BASKETBALL : ABY MBAYE ASFC MONASTIR TUNISIE : « Le Job d’abord, le basket ensuite »


Rédigé le Mercredi 8 Mai 2013 à 13:42 | Lu 59 fois | 0 commentaire(s)


Combien de sénégalais évoluent en Tunisie, dans des équipes de basket, on ne saurait le dire, mais une chose est sûre, il y en a qui ne figure pas dans les stats de la fédération sénégalaise de basketball. Certainement cette sénégalaise, origine de la région de Thiès en fait partie. En effet, Aby Mbaye, native de la cité religieuse, Tivaouane, évolue dans une équipe du nom, de « Association Sportive Féminine de Chantuni », comme professionnelle et cela depuis 2009.

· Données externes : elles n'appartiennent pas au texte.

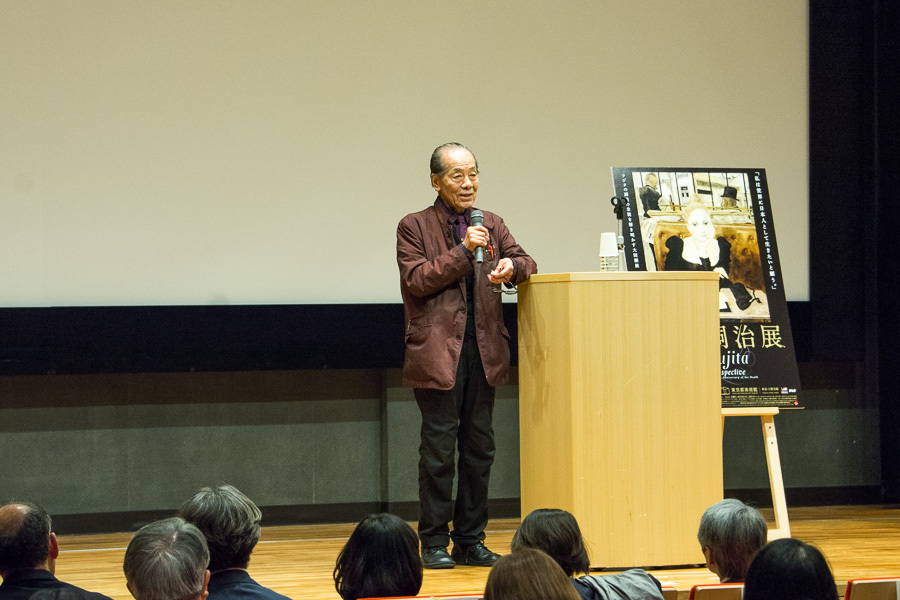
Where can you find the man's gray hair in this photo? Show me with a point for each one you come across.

BASKETBALL : ABY MBAYE ASFC MONASTIR TUNISIE : « Le Job d’abord, le basket ensuite »

VIPEOPLES.NET De par sa taille, environ 1,78 m, pour un poids de forme de 67 kg, Aby n’est pas venue au basket par hasard. Après un premier contact avec l’équipe de Saltigué de Rufisque, où elle a fait ses premiers pas, elle était poussine, la sœur de Yamar Mbaye de la Douane a pris gout à la discipline et gravit les échelons jusqu’à poser ses baluchons à l’US Rail, son dernier club.

« Quand je suis allée en Tunisie, j’ai joué à l’Association Sportive Féminine de Jemmel (ASFJ), c’était en 2008. Il aura fallu que j’obtienne une proposition intéressante à l’Association sportive féminine de Chantuni pour partir. Depuis cette année 2009 donc, j’évolue dans ce club. » Nous précise Aby Mbaye.

Au Sénégal, après le Saltigué, Aby a joué à l’ETICS et à l’US Rail dans la région de Thiès. Mais, à Chantuni, « Je me sens bien dans cette équipe qui nous met dans de bonnes conditions. On allie le travail au sport, le basket en entreprise. Cela se passe bien, très bien et il y a une bonne entente entre coéquipières. » Raconte la Tivaouanoise.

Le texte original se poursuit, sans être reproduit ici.